Benchmarking etcd: The Heartbeat of Kubernetes

Welcome to the "heartbeat" of Kubernetes. How do you benchmark and perform performance testing? Today, we focus on etcd.
Etcd is the consistent and highly available key-value store used as Kubernetes' backing store for all cluster data. If etcd is slow, your entire cluster feels sluggish. API requests time out, and controllers fail to sync.
🧠 About etcd
To optimize something, you must first understand how it works. etcd is a distributed, consistent key-value store that serves as the "brain" of your Kubernetes cluster.
How it Works
Etcd uses the Raft consensus algorithm to ensure data consistency across the cluster (typically 3 or 5 nodes).
Leader Election: One node is elected leader; all writes must go through it.
Replication: The leader replicates the log entry to followers.
Persistence (The Bottleneck): Before confirming a write, etcd must persist the data to disk (Write-Ahead Log or WAL) using an
fsyncsystem call.Consensus: Once a majority (quorum) confirms the write, the request succeeds.
Because every state change requires an fsync to disk, disk latency is the critical path. If your disk is slow, fsync takes longer, the leader blocks, and the entire Kubernetes control plane slows down. This is why "fast SSDs" are non-negotiable for etcd.
Why Test?
etcd stores the entire state of a Kubernetes cluster:
Cluster configuration
Pod/Service/Deployment definitions
Secrets and ConfigMaps
Custom Resources
If etcd is slow, the entire cluster is affected:
API Server response becomes slow
Controllers cannot update state
Pod scheduling is delayed
Watch operations timeout
Context: etcd is a single point of failure. etcd performance determines the performance of the entire cluster.
Prerequisites
Access Methods
Option 1: SSH into control plane node (recommended for production)
ssh control-plane-node
Option 2: kubectl exec into etcd pod
kubectl exec -it etcd-<node-name> -n kube-system -- sh
Install Tools
# Download etcd binaries
ETCD_VER=v3.5.4
curl -L https://github.com/etcd-io/etcd/releases/download/${ETCD_VER}/etcd-${ETCD_VER}-linux-amd64.tar.gz -o /tmp/etcd.tar.gz
tar xzvf /tmp/etcd.tar.gz -C /tmp --strip-components=1
# Install tools
sudo mv /tmp/etcdctl /usr/local/bin/
sudo mv /tmp/benchmark /usr/local/bin/
# Verify
etcdctl version
etcd Endpoints and Certificates
Get information from kubeadm cluster:
# Endpoints
kubectl get endpoints -n kube-system etcd -o jsonpath='{.subsets[*].addresses[*].ip}'
# Certificates (usually located here)
/etc/kubernetes/pki/etcd/
├── ca.crt
├── server.crt
└── server.key
Reference: etcd security
Test Scenarios
1. Smoke Test
Purpose: Verify connectivity and basic operations.

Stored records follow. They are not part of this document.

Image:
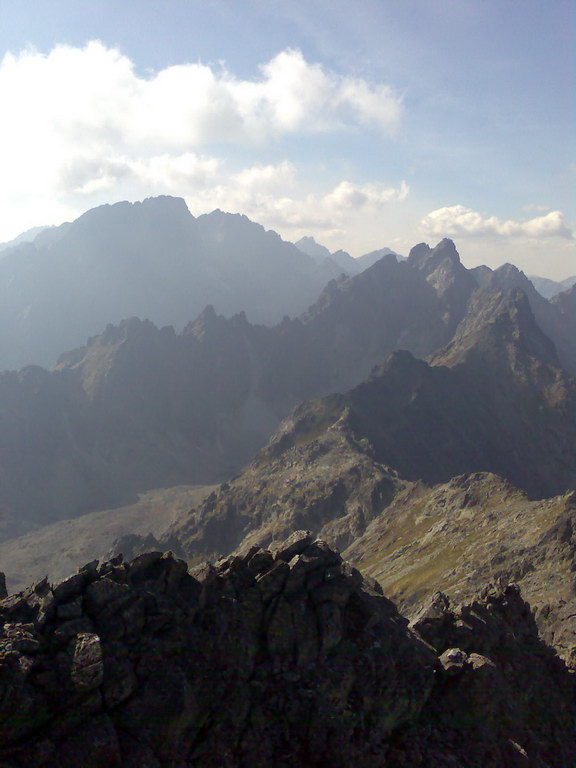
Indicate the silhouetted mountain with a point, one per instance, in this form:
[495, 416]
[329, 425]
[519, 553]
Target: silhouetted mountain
[288, 658]
[25, 237]
[152, 260]
[141, 407]
[550, 288]
[342, 259]
[494, 400]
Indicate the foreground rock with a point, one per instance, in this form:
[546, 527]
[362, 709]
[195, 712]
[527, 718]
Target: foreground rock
[287, 659]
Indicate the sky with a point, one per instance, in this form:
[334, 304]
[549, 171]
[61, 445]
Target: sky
[364, 123]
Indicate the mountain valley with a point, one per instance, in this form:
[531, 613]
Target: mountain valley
[415, 415]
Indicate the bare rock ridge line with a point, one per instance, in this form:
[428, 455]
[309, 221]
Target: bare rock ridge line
[152, 259]
[286, 658]
[494, 401]
[140, 407]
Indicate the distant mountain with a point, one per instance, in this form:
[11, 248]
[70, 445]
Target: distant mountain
[309, 246]
[26, 237]
[550, 288]
[494, 400]
[342, 259]
[152, 260]
[140, 407]
[356, 469]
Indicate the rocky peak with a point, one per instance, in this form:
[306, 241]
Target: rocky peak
[427, 259]
[287, 657]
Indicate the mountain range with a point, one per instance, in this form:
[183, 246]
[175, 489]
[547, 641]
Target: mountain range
[140, 407]
[414, 414]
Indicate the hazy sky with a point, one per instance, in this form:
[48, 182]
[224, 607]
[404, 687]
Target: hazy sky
[364, 123]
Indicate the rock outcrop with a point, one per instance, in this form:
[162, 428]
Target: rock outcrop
[285, 658]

# Set environment variables
export ETCDCTL_API=3
export ETCDCTL_ENDPOINTS="https://10.10.10.1:2379,https://10.10.10.2:2379,https://10.10.10.3:2379"
export ETCDCTL_CACERT=/etc/kubernetes/pki/etcd/ca.crt
export ETCDCTL_CERT=/etc/kubernetes/pki/etcd/server.crt
export ETCDCTL_KEY=/etc/kubernetes/pki/etcd/server.key
# Run smoke test
./scripts/etcdctl/smoke.sh
Script performs:
# Member list
etcdctl member list
# Endpoint health
etcdctl endpoint health
# Endpoint status
etcdctl endpoint status
# Basic put/get/delete
etcdctl put /perf-test/key "value"
etcdctl get /perf-test/key
etcdctl del /perf-test/key
Expected output:
All members healthy
1 leader present
Put/get/delete successful
2. etcdctl Benchmark
Purpose: Measure client-side performance with realistic load patterns.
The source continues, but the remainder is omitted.